As efforts to bail out fossil fuel polluters begin in earnest, millions of Americans are struggling with unprecedented job loss and a real economy that remains nearly frozen.
That gulf, between companies tapping billion-dollar safety nets and families barely getting by, raises a crucial question of equity: Are the Federal Reserve and Treasury handling taxpayer dollars as carefully as Americans who must slash their budgets to weather the pandemic?
A review of fossil fuel industry credit ratings suggests some cause for concern.
Credit ratings describe how likely an investor in a given bond or company is likely to be repaid. Independent agencies like S&P and Moody’s assign them to companies and to specific bonds issued by those companies.
A company’s credit ratings determine whether it can tap the Fed’s bailout programs. The goal is to support companies that were strong before COVID-19, so they can weather the economic storm and eventually stand on their own.
Ratings across the fossil fuel industry reflect widespread weakness that should disqualify them from these programs. An alarming number of fossil fuel companies just barely meet the Fed’s standard which has been weakened and is already lower than the one used by more conservative investment managers.
For example, less than half of the companies in the oil and gas sector carry the Fed’s minimum credit rating of BBB-, according to data from S&P Global Markets. Of these, nearly half fall just on the line, or one small notch above it. The Fed may help companies that carried that rating on March 22, even if they were downgraded since then.

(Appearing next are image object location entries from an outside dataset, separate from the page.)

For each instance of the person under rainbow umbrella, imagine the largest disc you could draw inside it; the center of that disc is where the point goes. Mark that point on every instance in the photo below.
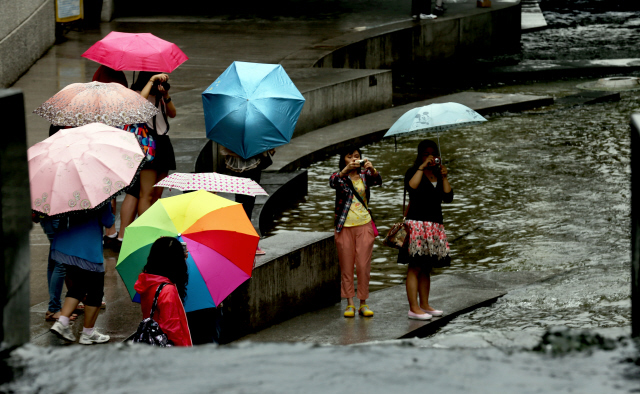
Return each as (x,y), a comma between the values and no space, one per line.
(220,239)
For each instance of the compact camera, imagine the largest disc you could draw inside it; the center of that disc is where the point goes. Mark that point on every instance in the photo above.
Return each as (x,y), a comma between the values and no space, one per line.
(157,83)
(436,162)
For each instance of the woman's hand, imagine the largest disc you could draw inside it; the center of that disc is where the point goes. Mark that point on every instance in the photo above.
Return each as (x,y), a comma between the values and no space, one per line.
(429,161)
(369,166)
(350,167)
(159,77)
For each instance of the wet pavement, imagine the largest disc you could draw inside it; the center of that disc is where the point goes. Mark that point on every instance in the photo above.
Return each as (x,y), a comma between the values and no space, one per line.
(212,44)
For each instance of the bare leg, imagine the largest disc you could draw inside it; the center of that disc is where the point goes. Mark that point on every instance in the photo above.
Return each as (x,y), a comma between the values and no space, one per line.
(412,289)
(90,315)
(128,212)
(147,180)
(69,306)
(157,191)
(424,287)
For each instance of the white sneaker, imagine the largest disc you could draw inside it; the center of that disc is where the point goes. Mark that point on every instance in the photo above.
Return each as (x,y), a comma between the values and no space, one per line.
(95,337)
(63,331)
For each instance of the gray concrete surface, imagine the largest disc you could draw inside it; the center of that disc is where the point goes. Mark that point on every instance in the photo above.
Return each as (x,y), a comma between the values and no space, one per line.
(453,293)
(557,69)
(15,223)
(532,17)
(462,33)
(299,273)
(365,129)
(27,30)
(635,226)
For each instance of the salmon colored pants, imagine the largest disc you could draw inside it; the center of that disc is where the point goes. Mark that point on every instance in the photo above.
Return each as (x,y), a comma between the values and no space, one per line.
(355,248)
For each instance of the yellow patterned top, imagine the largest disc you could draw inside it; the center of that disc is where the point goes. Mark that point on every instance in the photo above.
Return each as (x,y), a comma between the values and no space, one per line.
(358,214)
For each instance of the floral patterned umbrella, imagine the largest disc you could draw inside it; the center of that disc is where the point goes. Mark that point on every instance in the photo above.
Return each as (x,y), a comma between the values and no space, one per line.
(81,169)
(79,104)
(213,182)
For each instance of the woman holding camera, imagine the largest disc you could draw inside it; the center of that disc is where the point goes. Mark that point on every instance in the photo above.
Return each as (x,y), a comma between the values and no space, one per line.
(428,187)
(155,88)
(354,229)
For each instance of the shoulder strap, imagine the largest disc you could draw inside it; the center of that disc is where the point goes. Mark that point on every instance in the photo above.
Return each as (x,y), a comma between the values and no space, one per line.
(155,299)
(355,193)
(404,200)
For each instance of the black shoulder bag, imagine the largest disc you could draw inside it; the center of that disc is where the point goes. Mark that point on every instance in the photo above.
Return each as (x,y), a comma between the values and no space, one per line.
(149,332)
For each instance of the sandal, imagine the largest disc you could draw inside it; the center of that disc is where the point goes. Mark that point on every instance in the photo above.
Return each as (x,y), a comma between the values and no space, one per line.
(365,311)
(50,316)
(350,311)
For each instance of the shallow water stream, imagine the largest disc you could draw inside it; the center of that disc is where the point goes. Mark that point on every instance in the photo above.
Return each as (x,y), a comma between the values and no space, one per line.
(541,190)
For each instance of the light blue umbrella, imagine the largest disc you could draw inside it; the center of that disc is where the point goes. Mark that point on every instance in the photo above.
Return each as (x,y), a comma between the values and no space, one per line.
(251,108)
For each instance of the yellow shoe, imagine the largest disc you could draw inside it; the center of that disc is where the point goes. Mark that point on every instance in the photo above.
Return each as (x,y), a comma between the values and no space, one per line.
(350,311)
(365,311)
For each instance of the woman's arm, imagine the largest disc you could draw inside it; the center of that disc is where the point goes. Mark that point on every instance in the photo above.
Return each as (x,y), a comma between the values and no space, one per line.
(171,317)
(372,176)
(446,187)
(147,88)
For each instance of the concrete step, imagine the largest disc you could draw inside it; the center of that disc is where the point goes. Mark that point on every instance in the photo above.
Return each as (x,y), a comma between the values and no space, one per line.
(455,294)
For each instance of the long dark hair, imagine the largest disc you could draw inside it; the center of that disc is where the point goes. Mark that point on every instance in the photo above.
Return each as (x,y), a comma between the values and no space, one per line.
(347,151)
(106,74)
(166,258)
(142,80)
(422,146)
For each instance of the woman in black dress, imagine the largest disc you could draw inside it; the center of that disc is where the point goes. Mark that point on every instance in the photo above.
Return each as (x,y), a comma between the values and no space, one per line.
(428,187)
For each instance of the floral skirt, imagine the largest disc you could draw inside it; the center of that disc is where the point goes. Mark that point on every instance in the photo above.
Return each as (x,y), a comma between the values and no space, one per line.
(427,245)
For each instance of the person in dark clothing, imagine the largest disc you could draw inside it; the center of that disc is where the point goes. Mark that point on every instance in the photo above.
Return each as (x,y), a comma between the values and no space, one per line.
(428,187)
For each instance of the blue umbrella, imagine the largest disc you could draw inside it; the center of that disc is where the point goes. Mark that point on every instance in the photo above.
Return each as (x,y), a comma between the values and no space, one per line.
(252,108)
(434,117)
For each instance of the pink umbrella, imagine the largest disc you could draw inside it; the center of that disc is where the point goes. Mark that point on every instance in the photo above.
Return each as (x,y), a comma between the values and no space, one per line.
(136,52)
(213,182)
(81,169)
(79,104)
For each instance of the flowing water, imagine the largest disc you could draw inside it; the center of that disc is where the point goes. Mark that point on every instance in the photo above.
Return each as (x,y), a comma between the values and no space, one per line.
(546,190)
(539,190)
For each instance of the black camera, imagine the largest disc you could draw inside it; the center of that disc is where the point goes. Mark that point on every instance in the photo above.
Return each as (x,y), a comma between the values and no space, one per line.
(436,162)
(156,83)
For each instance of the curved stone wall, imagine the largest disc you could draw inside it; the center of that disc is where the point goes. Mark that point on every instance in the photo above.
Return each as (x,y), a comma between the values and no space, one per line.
(27,30)
(464,33)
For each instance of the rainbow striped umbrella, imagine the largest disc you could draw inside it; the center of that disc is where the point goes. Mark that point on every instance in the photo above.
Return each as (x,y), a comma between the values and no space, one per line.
(220,238)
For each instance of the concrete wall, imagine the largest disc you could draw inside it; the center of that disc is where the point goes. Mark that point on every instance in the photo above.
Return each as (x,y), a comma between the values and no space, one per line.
(299,274)
(635,225)
(15,223)
(358,93)
(481,31)
(27,30)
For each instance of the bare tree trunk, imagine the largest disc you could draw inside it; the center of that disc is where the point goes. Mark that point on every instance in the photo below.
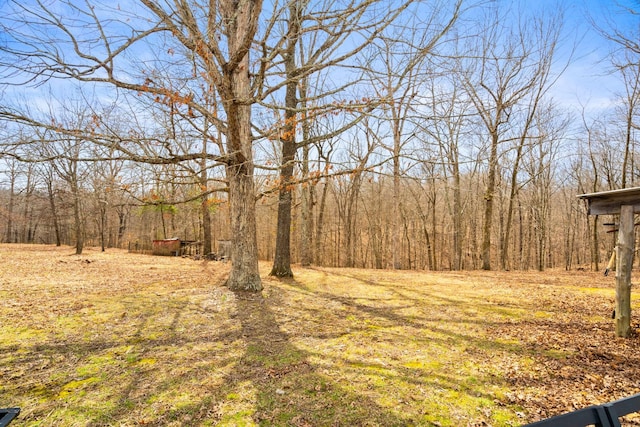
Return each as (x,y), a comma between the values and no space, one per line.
(282,259)
(488,203)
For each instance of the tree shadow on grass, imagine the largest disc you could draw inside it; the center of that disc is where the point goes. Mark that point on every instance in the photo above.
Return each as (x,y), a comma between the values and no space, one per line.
(288,389)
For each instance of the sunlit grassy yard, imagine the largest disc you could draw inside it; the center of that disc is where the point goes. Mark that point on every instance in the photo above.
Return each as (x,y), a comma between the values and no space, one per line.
(118,339)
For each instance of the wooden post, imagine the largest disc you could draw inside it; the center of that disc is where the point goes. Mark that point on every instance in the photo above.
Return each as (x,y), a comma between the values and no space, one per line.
(624,265)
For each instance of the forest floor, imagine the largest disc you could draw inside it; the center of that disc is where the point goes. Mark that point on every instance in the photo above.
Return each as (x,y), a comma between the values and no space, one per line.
(119,339)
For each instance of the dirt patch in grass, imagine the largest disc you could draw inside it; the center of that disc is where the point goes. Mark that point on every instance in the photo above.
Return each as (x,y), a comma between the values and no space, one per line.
(121,339)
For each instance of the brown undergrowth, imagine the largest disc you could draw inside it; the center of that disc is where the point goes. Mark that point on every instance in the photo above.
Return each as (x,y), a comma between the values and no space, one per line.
(118,339)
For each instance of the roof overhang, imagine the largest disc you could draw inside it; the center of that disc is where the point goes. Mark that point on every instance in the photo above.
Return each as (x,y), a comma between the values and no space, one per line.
(609,202)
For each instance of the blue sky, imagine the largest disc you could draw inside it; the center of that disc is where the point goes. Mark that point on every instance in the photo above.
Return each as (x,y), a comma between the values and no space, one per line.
(588,80)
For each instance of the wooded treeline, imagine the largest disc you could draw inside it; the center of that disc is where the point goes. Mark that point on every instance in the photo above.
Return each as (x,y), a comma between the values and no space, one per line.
(414,135)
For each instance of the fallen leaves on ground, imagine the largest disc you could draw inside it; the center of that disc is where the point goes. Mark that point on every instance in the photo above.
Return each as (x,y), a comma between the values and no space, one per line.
(123,339)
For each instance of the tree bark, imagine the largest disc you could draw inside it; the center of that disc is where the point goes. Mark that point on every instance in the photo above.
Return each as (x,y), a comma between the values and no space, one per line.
(282,259)
(624,265)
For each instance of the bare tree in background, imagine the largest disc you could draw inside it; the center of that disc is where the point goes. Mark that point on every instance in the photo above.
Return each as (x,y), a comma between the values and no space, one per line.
(510,66)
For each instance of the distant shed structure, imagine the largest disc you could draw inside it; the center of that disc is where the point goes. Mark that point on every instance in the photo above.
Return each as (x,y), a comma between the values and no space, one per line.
(626,203)
(174,247)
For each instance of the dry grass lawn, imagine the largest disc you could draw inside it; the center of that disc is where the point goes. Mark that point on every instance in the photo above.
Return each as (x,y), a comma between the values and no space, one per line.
(118,339)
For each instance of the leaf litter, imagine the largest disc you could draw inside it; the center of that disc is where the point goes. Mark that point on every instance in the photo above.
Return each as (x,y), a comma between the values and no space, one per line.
(114,338)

For coal, things are even gloomier. Only one company, representing 7% of the sector, meets the Fed’s standards. Coal-heavy utilities fare better, but even in this sector some companies fall below the Fed’s investment standards.

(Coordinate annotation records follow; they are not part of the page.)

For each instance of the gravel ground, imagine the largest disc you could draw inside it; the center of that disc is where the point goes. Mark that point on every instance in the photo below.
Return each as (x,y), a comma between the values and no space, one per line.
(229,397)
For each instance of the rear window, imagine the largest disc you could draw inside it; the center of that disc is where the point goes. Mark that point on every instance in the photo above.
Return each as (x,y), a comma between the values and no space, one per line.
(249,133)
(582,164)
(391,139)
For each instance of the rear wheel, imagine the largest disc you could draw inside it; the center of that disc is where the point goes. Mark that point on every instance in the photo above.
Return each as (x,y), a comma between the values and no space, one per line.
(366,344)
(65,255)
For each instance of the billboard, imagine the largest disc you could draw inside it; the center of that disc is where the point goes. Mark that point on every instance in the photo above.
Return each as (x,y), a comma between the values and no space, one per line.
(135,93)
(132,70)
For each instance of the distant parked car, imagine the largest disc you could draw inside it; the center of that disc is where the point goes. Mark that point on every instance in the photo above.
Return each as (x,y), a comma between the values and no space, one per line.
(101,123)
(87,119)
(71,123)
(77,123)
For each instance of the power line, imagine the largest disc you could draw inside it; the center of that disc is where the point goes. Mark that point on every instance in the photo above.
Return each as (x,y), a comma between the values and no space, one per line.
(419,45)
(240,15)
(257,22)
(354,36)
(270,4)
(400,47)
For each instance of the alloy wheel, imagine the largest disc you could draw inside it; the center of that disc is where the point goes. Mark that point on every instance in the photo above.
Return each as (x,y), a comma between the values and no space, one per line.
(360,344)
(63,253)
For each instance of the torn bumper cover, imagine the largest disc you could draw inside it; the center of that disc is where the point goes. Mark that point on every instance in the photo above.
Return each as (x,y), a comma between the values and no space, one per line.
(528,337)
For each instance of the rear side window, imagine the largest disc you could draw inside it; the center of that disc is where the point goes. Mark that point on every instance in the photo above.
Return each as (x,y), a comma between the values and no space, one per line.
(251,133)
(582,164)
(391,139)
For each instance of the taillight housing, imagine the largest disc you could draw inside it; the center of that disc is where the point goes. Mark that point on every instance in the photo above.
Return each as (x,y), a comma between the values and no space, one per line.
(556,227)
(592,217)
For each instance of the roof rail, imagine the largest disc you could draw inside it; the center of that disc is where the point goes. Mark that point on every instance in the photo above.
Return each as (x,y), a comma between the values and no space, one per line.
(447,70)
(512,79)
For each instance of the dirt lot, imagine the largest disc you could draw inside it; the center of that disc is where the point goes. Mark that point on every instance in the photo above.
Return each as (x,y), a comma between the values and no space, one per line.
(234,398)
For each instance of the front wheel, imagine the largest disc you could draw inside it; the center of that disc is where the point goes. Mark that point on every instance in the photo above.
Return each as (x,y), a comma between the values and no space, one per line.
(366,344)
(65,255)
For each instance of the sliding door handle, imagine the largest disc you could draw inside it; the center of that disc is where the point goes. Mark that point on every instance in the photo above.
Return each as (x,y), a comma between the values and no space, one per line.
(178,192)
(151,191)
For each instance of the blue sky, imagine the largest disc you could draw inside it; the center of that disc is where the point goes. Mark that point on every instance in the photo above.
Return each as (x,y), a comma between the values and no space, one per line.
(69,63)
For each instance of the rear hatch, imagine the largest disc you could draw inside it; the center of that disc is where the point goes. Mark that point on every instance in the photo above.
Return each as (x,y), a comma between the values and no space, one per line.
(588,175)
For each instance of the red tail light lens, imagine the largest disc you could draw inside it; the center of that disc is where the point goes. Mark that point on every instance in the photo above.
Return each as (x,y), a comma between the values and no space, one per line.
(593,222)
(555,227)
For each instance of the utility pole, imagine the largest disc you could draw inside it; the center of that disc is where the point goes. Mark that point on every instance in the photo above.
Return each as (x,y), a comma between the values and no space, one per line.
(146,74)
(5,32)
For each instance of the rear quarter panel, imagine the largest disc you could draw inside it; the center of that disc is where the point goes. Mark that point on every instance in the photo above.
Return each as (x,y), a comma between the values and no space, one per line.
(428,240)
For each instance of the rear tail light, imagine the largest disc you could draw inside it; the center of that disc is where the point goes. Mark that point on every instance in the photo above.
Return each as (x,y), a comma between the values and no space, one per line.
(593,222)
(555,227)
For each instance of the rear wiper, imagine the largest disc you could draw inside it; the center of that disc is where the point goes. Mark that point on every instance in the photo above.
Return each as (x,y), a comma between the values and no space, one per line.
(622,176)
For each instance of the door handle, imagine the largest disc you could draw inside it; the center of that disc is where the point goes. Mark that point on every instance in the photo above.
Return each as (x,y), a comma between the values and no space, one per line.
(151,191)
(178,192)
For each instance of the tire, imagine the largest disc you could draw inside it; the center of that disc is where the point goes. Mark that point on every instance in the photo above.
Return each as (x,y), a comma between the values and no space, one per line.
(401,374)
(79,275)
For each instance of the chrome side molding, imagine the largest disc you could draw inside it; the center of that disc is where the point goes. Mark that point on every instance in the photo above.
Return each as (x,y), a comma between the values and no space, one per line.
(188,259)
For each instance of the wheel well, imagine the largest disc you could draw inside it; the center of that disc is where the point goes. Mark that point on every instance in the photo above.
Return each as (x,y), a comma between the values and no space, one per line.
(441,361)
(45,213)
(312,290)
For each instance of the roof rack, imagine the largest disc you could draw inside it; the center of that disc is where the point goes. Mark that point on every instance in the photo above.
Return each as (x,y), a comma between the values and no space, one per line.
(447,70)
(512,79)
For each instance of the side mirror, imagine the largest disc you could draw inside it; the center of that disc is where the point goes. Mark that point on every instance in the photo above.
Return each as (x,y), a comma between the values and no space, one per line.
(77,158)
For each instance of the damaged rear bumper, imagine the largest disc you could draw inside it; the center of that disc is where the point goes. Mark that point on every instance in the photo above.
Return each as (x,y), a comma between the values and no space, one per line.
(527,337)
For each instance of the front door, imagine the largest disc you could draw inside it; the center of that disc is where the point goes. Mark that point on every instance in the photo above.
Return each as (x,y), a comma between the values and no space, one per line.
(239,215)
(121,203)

Across coal, oil, and gas, most companies saw their credit ratings downgraded long before the pandemic.
Although stronger than their peers, companies that meet Fed’s standards operate in the same industries and face the same existential threats, including massive debt burdens and long-term trends away from carbon-emitting energy production.
That means they’re not immune from the wave of bankruptcies roiling the industry in recent years. When some of them fail, they risk taking taxpayer funds with them.
Despite the industry’s ongoing crisis, fossil fuel companies have lobbied aggressively for even more access to Fed bailout funds. They want the Fed to buy bonds that are too risky for the average person’s 401k.
The Fed’s bond-buying is financed by money under the massive CARES Act stimulus package. The Treasury provided the Fed with taxpayer money to absorb future losses on its investments.
Given the fiscal challenges facing taxpayers, state governments, and industries that can contribute to a sustainable recovery, it’s growing hard to justify bailouts for an industry that the market has already started phasing out.